Location
- Loma del Recuerdo no. 44 Vista Hermosa Cuajimalpa Mexico City Mexico

Information
- Religious affiliation: Judaism

= Colegio Olamí ORT =

The Colegio Olamí ORT is a private educational institution that belongs to ORT, a global educational network present in more than 30 countries, preparing people and communities for a self-sufficient and meaningful future.

Founded in 2022 after the merger of the Colegio Israelita de México and the Colegio Hebreo Sefaradí, becoming a space for exploration, discovery and innovation.

The School ranges from Preschool to High School.

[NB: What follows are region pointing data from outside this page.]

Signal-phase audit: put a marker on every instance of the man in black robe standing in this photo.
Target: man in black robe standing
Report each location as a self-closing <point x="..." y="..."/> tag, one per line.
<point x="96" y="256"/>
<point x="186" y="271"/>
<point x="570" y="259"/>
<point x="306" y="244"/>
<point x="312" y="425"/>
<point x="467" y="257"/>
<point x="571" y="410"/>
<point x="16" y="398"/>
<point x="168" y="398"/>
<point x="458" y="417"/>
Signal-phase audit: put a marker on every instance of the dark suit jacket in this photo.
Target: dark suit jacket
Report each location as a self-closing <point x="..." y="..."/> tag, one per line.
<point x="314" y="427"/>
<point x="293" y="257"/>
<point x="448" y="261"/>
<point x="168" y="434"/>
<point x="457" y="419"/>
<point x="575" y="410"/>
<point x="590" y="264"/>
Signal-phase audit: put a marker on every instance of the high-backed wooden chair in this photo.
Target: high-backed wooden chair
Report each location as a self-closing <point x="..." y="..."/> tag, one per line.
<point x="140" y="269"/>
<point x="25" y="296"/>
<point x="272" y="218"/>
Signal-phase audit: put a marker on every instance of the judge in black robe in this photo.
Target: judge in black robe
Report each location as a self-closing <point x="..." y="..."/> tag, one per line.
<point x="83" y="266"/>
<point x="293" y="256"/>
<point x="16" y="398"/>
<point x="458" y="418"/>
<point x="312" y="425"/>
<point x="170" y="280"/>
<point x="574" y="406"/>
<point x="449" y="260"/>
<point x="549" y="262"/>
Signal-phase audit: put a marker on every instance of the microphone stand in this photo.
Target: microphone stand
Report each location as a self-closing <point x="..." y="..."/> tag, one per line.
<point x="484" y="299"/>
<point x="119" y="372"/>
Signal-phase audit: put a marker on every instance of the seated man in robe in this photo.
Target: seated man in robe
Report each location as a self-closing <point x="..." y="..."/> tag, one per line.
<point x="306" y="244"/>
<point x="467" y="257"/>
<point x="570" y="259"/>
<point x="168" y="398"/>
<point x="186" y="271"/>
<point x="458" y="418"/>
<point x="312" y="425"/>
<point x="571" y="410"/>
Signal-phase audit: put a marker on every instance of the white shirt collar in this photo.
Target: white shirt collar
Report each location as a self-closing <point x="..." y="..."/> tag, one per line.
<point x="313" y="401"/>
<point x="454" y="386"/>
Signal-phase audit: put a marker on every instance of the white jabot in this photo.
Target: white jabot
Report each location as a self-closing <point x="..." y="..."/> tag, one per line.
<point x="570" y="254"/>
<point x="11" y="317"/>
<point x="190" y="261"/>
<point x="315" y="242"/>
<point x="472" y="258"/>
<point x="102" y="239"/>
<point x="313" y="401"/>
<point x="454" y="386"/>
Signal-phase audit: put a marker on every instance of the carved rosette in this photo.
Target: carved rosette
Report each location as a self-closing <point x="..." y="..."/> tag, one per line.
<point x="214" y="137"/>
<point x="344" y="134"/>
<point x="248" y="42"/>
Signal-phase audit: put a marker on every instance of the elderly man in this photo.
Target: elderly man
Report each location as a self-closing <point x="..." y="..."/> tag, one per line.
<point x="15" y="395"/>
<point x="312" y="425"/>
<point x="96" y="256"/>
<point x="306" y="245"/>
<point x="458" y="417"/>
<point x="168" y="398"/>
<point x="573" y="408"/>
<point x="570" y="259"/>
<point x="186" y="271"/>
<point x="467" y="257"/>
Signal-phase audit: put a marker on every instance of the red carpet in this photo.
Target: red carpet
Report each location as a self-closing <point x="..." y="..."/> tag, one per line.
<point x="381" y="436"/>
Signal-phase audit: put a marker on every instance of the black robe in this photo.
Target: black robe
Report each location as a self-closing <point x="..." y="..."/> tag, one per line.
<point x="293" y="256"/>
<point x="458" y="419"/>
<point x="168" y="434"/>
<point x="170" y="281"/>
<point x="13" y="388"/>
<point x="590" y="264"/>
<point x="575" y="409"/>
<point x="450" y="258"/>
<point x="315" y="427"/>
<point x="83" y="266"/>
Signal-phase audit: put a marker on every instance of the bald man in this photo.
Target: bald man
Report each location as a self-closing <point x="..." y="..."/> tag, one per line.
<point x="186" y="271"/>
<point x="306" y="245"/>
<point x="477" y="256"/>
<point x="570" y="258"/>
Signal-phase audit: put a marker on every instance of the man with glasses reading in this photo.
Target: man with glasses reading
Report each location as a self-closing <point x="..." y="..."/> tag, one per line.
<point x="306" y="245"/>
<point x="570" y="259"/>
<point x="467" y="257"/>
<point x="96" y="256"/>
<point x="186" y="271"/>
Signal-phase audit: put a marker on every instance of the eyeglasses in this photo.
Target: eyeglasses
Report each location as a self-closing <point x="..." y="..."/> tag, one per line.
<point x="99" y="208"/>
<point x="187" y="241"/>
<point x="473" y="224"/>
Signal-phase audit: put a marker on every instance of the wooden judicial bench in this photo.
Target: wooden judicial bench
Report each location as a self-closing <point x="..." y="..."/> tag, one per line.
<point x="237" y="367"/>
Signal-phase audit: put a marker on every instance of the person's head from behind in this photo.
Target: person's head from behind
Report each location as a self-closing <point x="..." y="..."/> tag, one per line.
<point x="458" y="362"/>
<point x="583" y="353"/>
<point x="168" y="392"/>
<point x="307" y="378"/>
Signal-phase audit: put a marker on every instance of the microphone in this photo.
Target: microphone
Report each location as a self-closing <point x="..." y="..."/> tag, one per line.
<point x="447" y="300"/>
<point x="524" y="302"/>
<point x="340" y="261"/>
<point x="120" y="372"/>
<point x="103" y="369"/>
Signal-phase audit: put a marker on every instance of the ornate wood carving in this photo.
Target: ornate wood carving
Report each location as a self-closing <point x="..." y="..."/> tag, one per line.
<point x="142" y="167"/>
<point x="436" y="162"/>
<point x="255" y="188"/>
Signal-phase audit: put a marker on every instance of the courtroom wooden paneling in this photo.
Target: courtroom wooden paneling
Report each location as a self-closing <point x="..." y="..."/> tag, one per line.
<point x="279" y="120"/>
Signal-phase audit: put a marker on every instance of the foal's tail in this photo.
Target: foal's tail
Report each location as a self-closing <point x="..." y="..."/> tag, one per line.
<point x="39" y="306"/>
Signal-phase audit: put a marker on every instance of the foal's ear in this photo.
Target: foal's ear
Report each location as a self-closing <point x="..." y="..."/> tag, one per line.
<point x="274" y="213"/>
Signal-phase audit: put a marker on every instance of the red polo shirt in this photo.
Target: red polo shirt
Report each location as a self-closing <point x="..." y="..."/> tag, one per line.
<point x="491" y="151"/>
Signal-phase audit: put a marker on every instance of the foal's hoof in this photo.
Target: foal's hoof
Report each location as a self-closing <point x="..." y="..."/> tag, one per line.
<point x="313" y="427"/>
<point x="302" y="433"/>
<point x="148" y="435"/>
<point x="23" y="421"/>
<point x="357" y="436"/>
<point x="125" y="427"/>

It is currently located in Loma del Recuerdo no. 44 in Vista Hermosa, Mexico City.

==History==

The Colegio Israelita de México was founded in 1924, when a group of immigrants decided to create an educational institution for the children of Jewish immigrants arriving in Mexico.

The school first operated in Colombia No. 39; it moved to Colombia No. 12 from 1925 through 1927. It then moved to Naranjo no. 267 and grew significantly during the 1930s, with the first 6th grade graduation taking place in 1933. In 1935, it moved to San Lorenzo no. 290, where it would remain until the 1970s. It then moved to its current location in Vista Hermosa.

The school began to operate a Secundaria (grades 7 through 9) in 1936, with the first 9th grade graduation taking place in 1938. It also began operating a kindergarten in 1936. The school added a Preparatoria (grades 10 and 11) in 1948, and when Mexico switched to a 12 grade system in the mid 1960s, it added a grade 12.

Its name was changed to CIM-ORT in the early 21st century. In 2022 it merged with the Colegio Hebreo Sefaradí and became the current institution.

Colegio Hebreo Sefaradí was founded in the mid-20th century by Mexico City's Sephardic Jewish community to provide Jewish education aligned with their cultural and religious heritage.

The school originally operated in Progreso 23, Col. Florida for many decades before moving its main campus in Lomas del Chamizal, Cuajimalpa. Over the years, it expanded to include pre-school, primary, secondary, and high school levels, combining the Mexican national curriculum with Judaic and Hebrew studies focused on Sephardic traditions.

In 2022, both institutions merged to form the Colegio Olamí ORT, which together with ORT University Mexico represent World ORT in Mexico.